And I tend to agree with the Lewis quote. As I spar with non-Christians I’m seeing a pattern - they are actually choosing to ignore God and his message of salvation.And they are doing it consciously. Many of them have an attitude of “even if what you say is true, I’m not interested. It is then that I leave them with Ecclesiastes. They shall eat and drink and enjoy the fruits of their labor - and then they die like animals. The only exception is that they will be resurrected and go to death and destruction for they are not written in the book of life. And death and destruction are pretty final words. Eternally final. Something that dies and is destroyed by God does not come back.
BTW, “The Great Divorce” is one of my favorites, if not my favorite. I love the guys refusing to stay in heaven because they have to get back to church. I drastically simplify, but you know what I’m talking about. ;-)
Hell as a golf course without balls is about the dumbest analogy i can imagine.
Have to agree with you that this is just dumb. Annoying situation but not painful, I would think.
And Sheen was a brilliant man. Perhaps the rest of the section in his book tied it all together with something else.
I think the story of Sarah Smith in the book was a good one. I think it also touches on something that many have a really hard time with: How those that enter heaven will “feel” about those loved ones that didn’t make it.
I believe Lewis touches on something that definitely falls into the “now we see as through a glass dimly, but then face to face” sort of things. For all I know, assuming the annihilation thing is what happens, we may be able to fully grasp to the core of our being that what those that didn’t make it could have had doesn’t matter since, no longer existing, they are completely and utterly irrelevant. Forgotten as if they never existed.
I think of that when I think of God saying he chooses to forget things. At least I hope he does. ;-)
It’s called “A Nice Place to Visit.” Scared the crap out of me when I saw it as a kid.
The thought of Hell as described by Jesus is too terrible to comprehend. I rest in his grace. I’ve done some awful sinning and know I deserve whatever he gives me.
I remember really getting clarity about my feelings about the whole thing when I was in a prison ministry band and I first heard the phrase “turn or burn”. Really brought a clarity to the problem I had with the “fear of hell” preaching I always heard. It seemed so “wrong” to get people to go to church out of raw fear, completely absent of the concept of God’s love.

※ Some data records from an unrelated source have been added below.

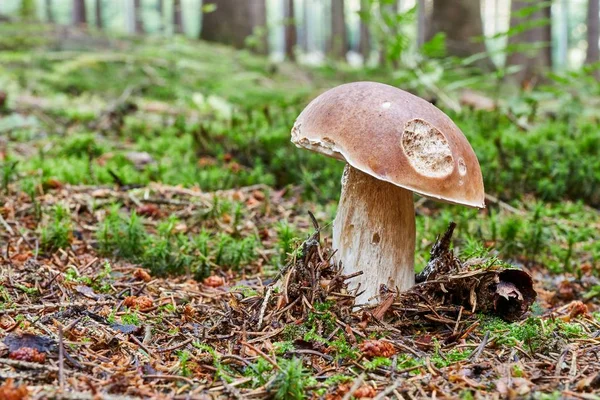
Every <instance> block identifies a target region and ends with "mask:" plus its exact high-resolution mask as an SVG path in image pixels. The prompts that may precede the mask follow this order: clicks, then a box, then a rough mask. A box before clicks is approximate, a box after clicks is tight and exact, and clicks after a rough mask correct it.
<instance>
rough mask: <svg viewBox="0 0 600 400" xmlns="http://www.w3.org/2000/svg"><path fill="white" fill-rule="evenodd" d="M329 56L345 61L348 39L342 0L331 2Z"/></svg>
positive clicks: (345, 16)
mask: <svg viewBox="0 0 600 400" xmlns="http://www.w3.org/2000/svg"><path fill="white" fill-rule="evenodd" d="M329 49H330V50H331V55H332V56H333V57H334V58H336V59H341V60H344V59H346V54H347V53H348V37H347V34H346V12H345V7H344V0H331V43H330V44H329Z"/></svg>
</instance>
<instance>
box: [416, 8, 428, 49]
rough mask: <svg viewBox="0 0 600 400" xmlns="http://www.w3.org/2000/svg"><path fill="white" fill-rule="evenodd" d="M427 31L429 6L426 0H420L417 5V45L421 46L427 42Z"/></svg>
mask: <svg viewBox="0 0 600 400" xmlns="http://www.w3.org/2000/svg"><path fill="white" fill-rule="evenodd" d="M425 32H427V8H426V4H425V0H419V3H418V5H417V46H418V47H419V48H421V46H423V44H425Z"/></svg>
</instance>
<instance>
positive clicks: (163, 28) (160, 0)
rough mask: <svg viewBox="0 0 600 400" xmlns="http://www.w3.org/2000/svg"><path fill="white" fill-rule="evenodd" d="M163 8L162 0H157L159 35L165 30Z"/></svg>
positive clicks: (156, 10) (163, 1)
mask: <svg viewBox="0 0 600 400" xmlns="http://www.w3.org/2000/svg"><path fill="white" fill-rule="evenodd" d="M164 8H165V4H164V0H158V1H157V2H156V11H157V12H158V19H159V21H160V22H159V24H158V30H159V32H160V33H164V30H165V15H164V11H163V10H164Z"/></svg>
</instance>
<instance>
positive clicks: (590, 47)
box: [585, 0, 600, 64]
mask: <svg viewBox="0 0 600 400" xmlns="http://www.w3.org/2000/svg"><path fill="white" fill-rule="evenodd" d="M598 40H600V0H588V15H587V42H588V49H587V54H586V58H585V62H586V63H588V64H591V63H595V62H598V61H600V48H599V47H598Z"/></svg>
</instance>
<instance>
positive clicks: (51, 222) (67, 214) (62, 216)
mask: <svg viewBox="0 0 600 400" xmlns="http://www.w3.org/2000/svg"><path fill="white" fill-rule="evenodd" d="M71 234H72V223H71V215H70V213H69V210H68V209H67V208H66V207H64V206H62V205H61V204H57V205H55V206H54V207H53V208H52V210H51V212H50V215H49V218H48V220H47V221H46V223H45V224H43V225H42V227H41V239H40V247H41V249H42V250H43V251H47V252H53V251H56V250H58V249H64V248H67V247H68V246H69V244H70V243H71Z"/></svg>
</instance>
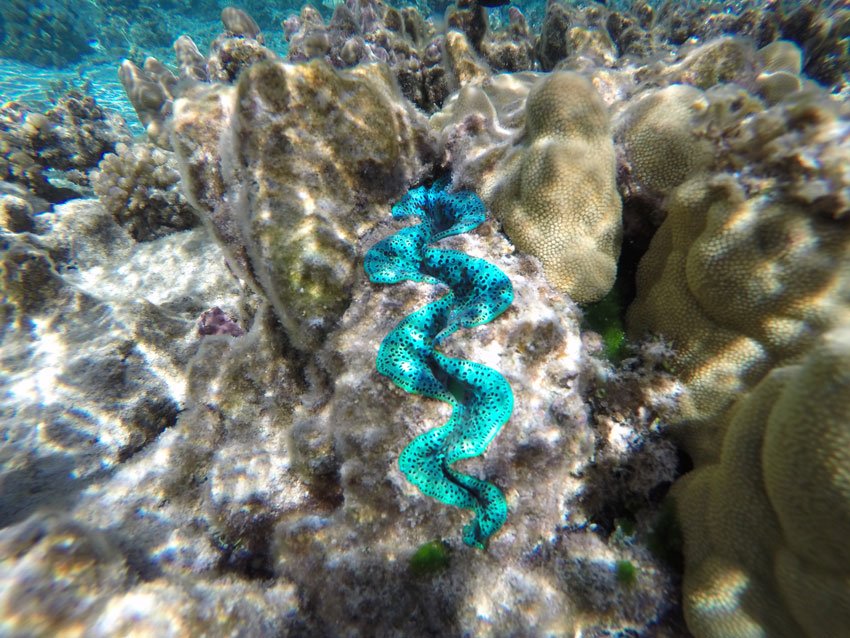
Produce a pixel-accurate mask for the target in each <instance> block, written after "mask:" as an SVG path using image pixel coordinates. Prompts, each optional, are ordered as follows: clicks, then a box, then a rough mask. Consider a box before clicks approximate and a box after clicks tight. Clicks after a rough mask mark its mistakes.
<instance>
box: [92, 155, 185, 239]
mask: <svg viewBox="0 0 850 638" xmlns="http://www.w3.org/2000/svg"><path fill="white" fill-rule="evenodd" d="M89 179H90V181H91V183H92V187H93V188H94V192H95V194H96V195H97V196H98V198H100V200H101V201H102V202H103V204H104V206H105V207H106V209H107V210H108V211H109V212H110V213H112V216H113V217H114V218H115V220H116V221H117V222H118V223H119V224H121V225H122V226H125V227H126V228H127V230H128V231H129V232H130V234H131V235H132V236H133V238H134V239H136V240H139V241H147V240H151V239H156V238H157V237H162V236H163V235H167V234H168V233H172V232H174V231H178V230H186V229H187V228H192V227H193V226H196V225H198V223H199V221H198V216H197V214H196V213H195V211H193V210H192V207H191V206H190V205H189V202H188V201H186V198H185V197H183V195H182V194H181V193H180V190H179V189H178V187H177V184H178V182H179V181H180V173H179V172H178V171H177V160H176V158H175V157H174V153H170V152H168V151H164V150H162V149H160V148H156V147H155V146H154V145H153V144H151V143H149V142H137V143H136V144H133V145H132V146H128V145H126V144H117V145H116V148H115V153H107V154H106V155H105V156H104V158H103V159H102V160H101V162H100V164H99V165H98V168H97V170H96V171H92V173H91V175H90V177H89Z"/></svg>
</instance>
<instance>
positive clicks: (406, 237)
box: [365, 181, 514, 547]
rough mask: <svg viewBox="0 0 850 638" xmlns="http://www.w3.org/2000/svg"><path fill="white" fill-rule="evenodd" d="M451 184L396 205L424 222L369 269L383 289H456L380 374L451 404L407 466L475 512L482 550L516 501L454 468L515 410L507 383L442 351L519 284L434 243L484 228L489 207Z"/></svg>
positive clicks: (393, 214)
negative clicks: (440, 346) (441, 284)
mask: <svg viewBox="0 0 850 638" xmlns="http://www.w3.org/2000/svg"><path fill="white" fill-rule="evenodd" d="M447 186H448V184H447V182H446V181H438V182H437V183H435V184H434V185H433V186H432V187H431V188H430V189H429V190H426V189H425V188H424V187H420V188H418V189H415V190H413V191H411V192H410V193H408V194H407V195H406V196H405V197H404V199H402V200H401V201H400V202H399V203H398V204H396V205H395V206H394V207H393V217H409V216H411V215H419V216H421V217H422V223H420V224H418V225H416V226H412V227H409V228H405V229H402V230H401V231H399V232H398V233H396V234H395V235H393V236H391V237H389V238H387V239H384V240H383V241H381V242H379V243H378V244H376V245H375V246H373V247H372V249H371V250H370V251H369V252H368V253H367V254H366V264H365V267H366V272H367V273H368V275H369V278H370V279H371V280H372V281H374V282H376V283H397V282H399V281H402V280H404V279H410V280H413V281H425V282H429V283H433V284H445V285H447V286H449V288H450V290H449V292H448V293H447V294H446V295H445V296H443V297H441V298H440V299H439V300H437V301H435V302H433V303H430V304H428V305H427V306H425V307H424V308H421V309H420V310H417V311H416V312H414V313H413V314H411V315H409V316H408V317H407V318H406V319H404V321H402V322H401V323H400V324H399V325H398V326H396V328H395V329H394V330H393V331H392V332H391V333H390V334H389V335H388V336H387V338H386V339H384V341H383V343H382V344H381V349H380V351H379V352H378V371H379V372H381V373H382V374H385V375H386V376H388V377H390V378H391V379H392V380H393V381H394V382H395V383H396V384H397V385H398V386H400V387H401V388H403V389H405V390H407V391H408V392H413V393H415V394H423V395H425V396H427V397H430V398H433V399H439V400H441V401H445V402H446V403H449V404H450V405H451V406H452V416H451V419H450V420H449V422H448V423H446V424H445V425H443V426H442V427H439V428H437V429H434V430H431V431H429V432H426V433H425V434H421V435H420V436H418V437H417V438H416V439H414V440H413V441H412V442H411V443H410V444H409V445H408V446H407V447H406V448H405V449H404V451H403V452H402V454H401V457H400V458H399V465H400V466H401V470H402V472H404V474H405V475H406V476H407V478H408V480H409V481H410V482H411V483H413V484H414V485H416V486H417V487H418V488H419V489H420V490H422V492H424V493H425V494H428V495H429V496H433V497H434V498H436V499H438V500H440V501H442V502H444V503H446V504H448V505H456V506H458V507H463V508H466V509H471V510H474V511H475V519H474V520H473V522H472V523H471V524H469V525H467V526H465V527H464V531H463V540H464V542H465V543H466V544H467V545H472V546H475V547H483V546H484V542H485V541H486V540H487V539H488V538H489V537H490V536H492V535H493V534H494V533H495V532H496V531H498V529H499V528H500V527H501V526H502V524H503V523H504V521H505V517H506V515H507V503H506V502H505V497H504V496H503V495H502V492H501V491H500V490H499V488H497V487H496V486H494V485H492V484H490V483H488V482H486V481H483V480H480V479H477V478H475V477H472V476H467V475H465V474H461V473H459V472H457V471H456V470H454V469H453V468H452V467H451V465H452V464H453V463H454V462H455V461H459V460H460V459H465V458H470V457H473V456H478V455H479V454H481V453H483V452H484V450H485V449H486V447H487V445H488V444H489V443H490V441H491V440H492V439H493V437H494V436H496V434H497V433H498V431H499V429H500V428H501V427H502V424H504V422H505V421H507V420H508V418H510V415H511V411H512V410H513V393H512V392H511V388H510V386H509V385H508V382H507V381H506V380H505V378H504V377H503V376H502V375H501V374H499V373H498V372H496V371H495V370H493V369H492V368H489V367H487V366H485V365H481V364H479V363H474V362H471V361H464V360H462V359H453V358H451V357H447V356H445V355H443V354H441V353H440V352H439V351H437V350H436V346H438V345H440V344H441V343H442V342H443V341H444V340H445V339H446V338H447V337H449V336H450V335H451V334H452V333H454V332H455V331H457V330H458V329H459V328H461V327H463V328H473V327H475V326H478V325H481V324H484V323H487V322H488V321H491V320H492V319H494V318H495V317H497V316H499V315H500V314H501V313H502V312H504V310H505V309H506V308H507V307H508V306H509V305H510V304H511V302H512V301H513V296H514V295H513V287H512V286H511V282H510V279H508V278H507V277H506V276H505V274H504V273H502V271H501V270H499V269H498V268H497V267H496V266H493V265H491V264H489V263H488V262H486V261H484V260H482V259H478V258H475V257H469V256H467V255H464V254H463V253H460V252H458V251H453V250H440V249H437V248H431V247H430V246H429V244H431V243H433V242H436V241H438V240H440V239H442V238H444V237H448V236H450V235H457V234H460V233H464V232H467V231H469V230H472V229H473V228H475V227H476V226H478V225H479V224H480V223H481V222H483V221H484V205H483V204H482V203H481V200H479V199H478V198H477V197H476V196H475V195H474V194H473V193H470V192H468V191H463V192H460V193H456V194H454V195H449V194H448V193H446V192H445V189H446V187H447Z"/></svg>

The annihilation message not only fits with the character of a loving God, but also better fits the description of the eternity experience of non-Christians as described in the bible.
We see through a glass darkly. I don't understand, but I throw myself on the mercy of God.
"My Jesus - I trust in You."
It’s been a decade since I read The Great Divorce. I’ve been thinking, the last month or two, that it was time for a reread. Your clearer recollection of the details has confirmed it.
“What is your answer?”
It’s, ‘Nope to Pope’ since he seems unfamiliar with the Biblical “hell”, yes, the same “hell” that both David and Jesus were in.
I really wish (hope) you are right. It is hard to imagine suffering continuing for all eternity or that God in his mercy wouldn’t put the wicked out of their misery.
Is this Gods way of doing things? Does God want His people to turn to Him out of fear that they will be tortured otherwise? Where is the love in that? If everyone really believed in this doctrine, wouldnt that properly tarnish their concept of the Savior? I would imagine some might even have a hard time calling Him Savior at all. How merciful can it be to create a never-ending torture pit for everyone and then save only a few from it?
On the other hand i would think it hard to take any one very serous when they start trying to describe Heaven or hell either one.